60 tahun terakhir, pemanfaatan sumber air yang melimpah seperti air laut dan air payau mendapat perhatian khusus.
Hal ini bertujuan untuk mengatasi masalah kekurangan air bersih yang sudah menjadi masalah umum di hampir semua negara.
Semenjak saat itu, praktek desalinasi yang merupakan pengolahan air yang lebih kompleks, berkembang begitu pesat.
Meski terbilang kompleks, nyatanya di tahun 1990, desalinasi air laut dan air payau mencapai 7.5 juta meter kubik per harinya.
Sementara pada tahun 2023, sebanyak 115 juta meter kubik per hari dapat tercapai menggunakan teknologi desalinasi.

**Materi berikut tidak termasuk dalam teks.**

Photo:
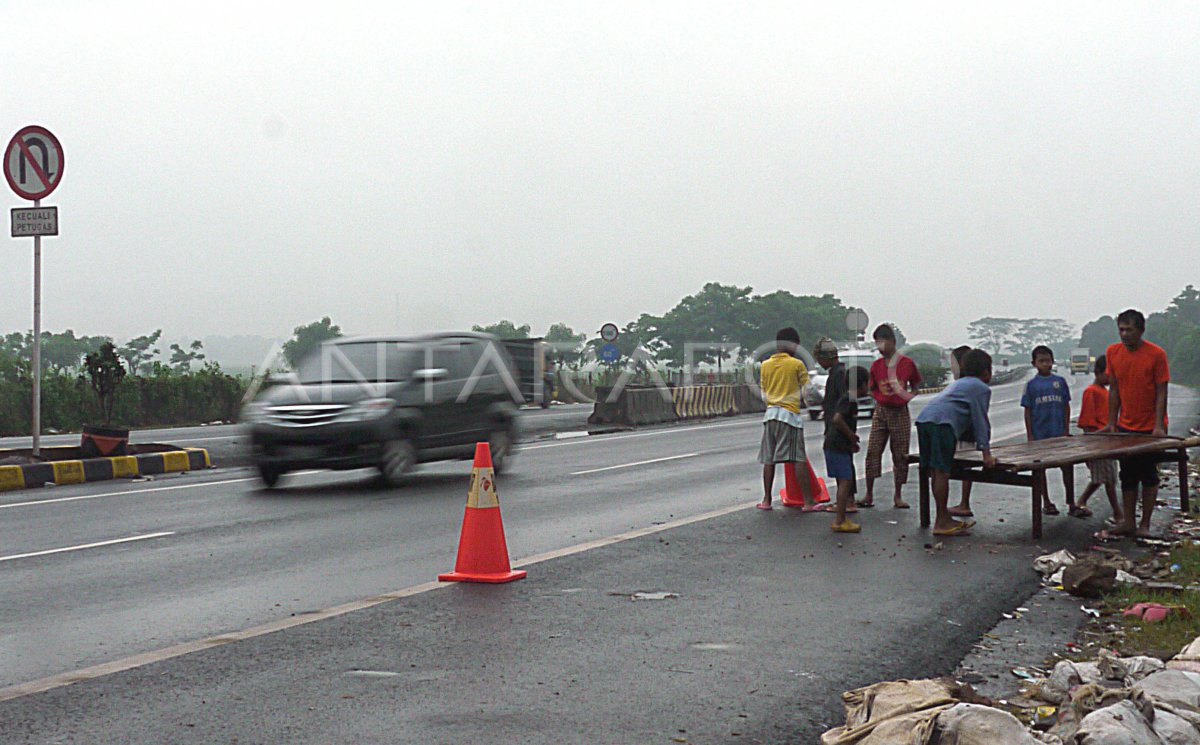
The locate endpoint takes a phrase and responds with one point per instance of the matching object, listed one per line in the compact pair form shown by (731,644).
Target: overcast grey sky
(244,167)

Dari data tersebut dapat kita amati, bahwa teknologi desalinasi masih menjadi solusi yang terdepan mengatasi kelangkaan air.

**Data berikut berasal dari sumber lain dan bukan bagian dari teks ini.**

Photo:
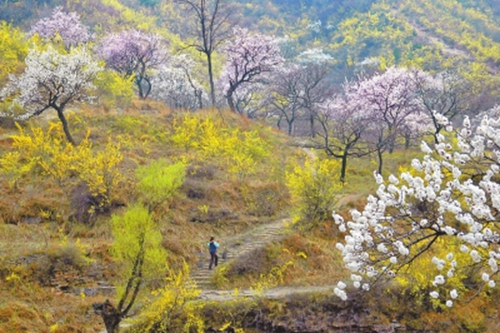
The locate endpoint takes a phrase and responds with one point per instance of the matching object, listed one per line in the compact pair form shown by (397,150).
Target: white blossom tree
(53,80)
(65,25)
(175,85)
(443,214)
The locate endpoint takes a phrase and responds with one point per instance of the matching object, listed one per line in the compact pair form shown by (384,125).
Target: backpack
(212,247)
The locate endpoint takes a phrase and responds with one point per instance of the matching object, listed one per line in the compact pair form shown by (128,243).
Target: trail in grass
(238,246)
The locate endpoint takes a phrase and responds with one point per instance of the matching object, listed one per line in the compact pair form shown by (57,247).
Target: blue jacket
(213,246)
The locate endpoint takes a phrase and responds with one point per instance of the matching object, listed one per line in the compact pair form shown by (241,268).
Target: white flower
(439,279)
(340,293)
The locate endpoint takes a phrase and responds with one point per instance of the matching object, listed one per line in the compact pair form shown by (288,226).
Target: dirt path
(238,246)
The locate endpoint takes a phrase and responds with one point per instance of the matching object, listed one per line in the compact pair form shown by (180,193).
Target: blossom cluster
(451,195)
(67,25)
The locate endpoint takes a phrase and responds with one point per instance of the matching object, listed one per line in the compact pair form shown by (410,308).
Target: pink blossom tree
(134,53)
(210,29)
(391,97)
(343,123)
(447,94)
(298,90)
(53,80)
(175,85)
(248,58)
(442,215)
(66,25)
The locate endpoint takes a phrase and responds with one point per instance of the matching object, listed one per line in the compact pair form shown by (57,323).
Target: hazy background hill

Seperti yang sering kita bahas pada artikel sebelumnya, masalah kelangkaan air di semua wilayah, berasal dari konsumsi yang kian meningkat.
Contohnya saja, peningkatan operasional pada tahun 1990 dan 2023, berasal dari pertumbuhan perkotaan, pertanian, dan juga industri.

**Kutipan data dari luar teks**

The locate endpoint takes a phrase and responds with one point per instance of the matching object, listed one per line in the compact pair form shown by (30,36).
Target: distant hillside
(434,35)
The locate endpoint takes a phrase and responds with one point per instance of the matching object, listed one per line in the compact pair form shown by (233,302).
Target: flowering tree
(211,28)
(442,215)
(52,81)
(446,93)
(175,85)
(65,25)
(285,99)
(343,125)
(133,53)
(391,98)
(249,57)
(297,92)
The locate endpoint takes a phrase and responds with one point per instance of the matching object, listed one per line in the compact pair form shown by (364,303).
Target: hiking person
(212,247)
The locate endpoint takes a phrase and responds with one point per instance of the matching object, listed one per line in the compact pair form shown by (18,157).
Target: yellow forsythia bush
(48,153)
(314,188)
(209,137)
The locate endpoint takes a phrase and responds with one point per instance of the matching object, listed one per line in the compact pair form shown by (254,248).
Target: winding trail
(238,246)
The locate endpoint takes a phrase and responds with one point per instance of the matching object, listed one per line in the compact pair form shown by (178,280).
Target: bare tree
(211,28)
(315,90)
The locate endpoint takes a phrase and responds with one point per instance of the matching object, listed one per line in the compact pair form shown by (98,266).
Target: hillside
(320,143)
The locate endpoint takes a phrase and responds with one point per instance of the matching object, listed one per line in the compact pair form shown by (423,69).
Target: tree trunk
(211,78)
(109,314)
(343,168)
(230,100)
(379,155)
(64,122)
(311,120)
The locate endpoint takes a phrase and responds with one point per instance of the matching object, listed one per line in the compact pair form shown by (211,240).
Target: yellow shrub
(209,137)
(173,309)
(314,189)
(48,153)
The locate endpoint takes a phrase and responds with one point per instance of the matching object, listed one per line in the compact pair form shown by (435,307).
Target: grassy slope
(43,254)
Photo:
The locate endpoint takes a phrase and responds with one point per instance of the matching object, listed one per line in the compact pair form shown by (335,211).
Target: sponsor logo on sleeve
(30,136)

Tiga sektor tersebut yang setidaknya paling mendominasi dalam kompetisi penggunaan air bersih, dari semua sumber yang ada.
Peningkatan penggunaan teknologi desalinasi juga terjadi pada pengolahan air limbah yang telah mencapai lebih dari 60 juta meter kubik per tahun.
Air Laut Sebagai Salah Satu Sumber Utama
Air laut, menjadi jenis air yang paling banyak menjaddi sumber utama untuk pengolahan air menggunakan teknologi desalinasi.
Meski sejatinya pada beberapa wilayah yang memiliki keberadaan air payau yang cukup juga menjadi sumber untuk pengolahan air menggunakan desalinasi.
Mungkin ada yang bertanya, apa bedanya?
Sederhana, karena air payau masih memiliki karakter air tawar, yang artinya kandungan garamnya tidak setinggi air laut.
Artinya, pengolahan air payau jauh lebih ringan daripada harus mengolah air laut yang mungkin bisa kita katakan setara dengan air limbah.
Negara seperti Jepang, China, Taiwan dan juga Korea Selatan menerapkan praktik pengolahan air menggunakan teknologi untuk desalinasi.
Negara-negara tersebut secara umum memiliki luas wilayah yang kecil dengan kepadatan penduduk yang cukup signifikan.
Sehingga pemilihan air laut menjadi preferensi dari negara tersebut di samping juga tidak tersedianya sumber air payau, atau hanya sedikit tersedia.
Adapun di wilayah Amerika Bagian utara, pemanfaatan air payau sebagai sumber pengolahan air untuk desalinasi lebih banyak.
Secara lebih spesifik lagi, dari total 115 juta meter kubik air per hari yang berasal dari desalinasi, 60% menggunakan air yang bersumber dari laut.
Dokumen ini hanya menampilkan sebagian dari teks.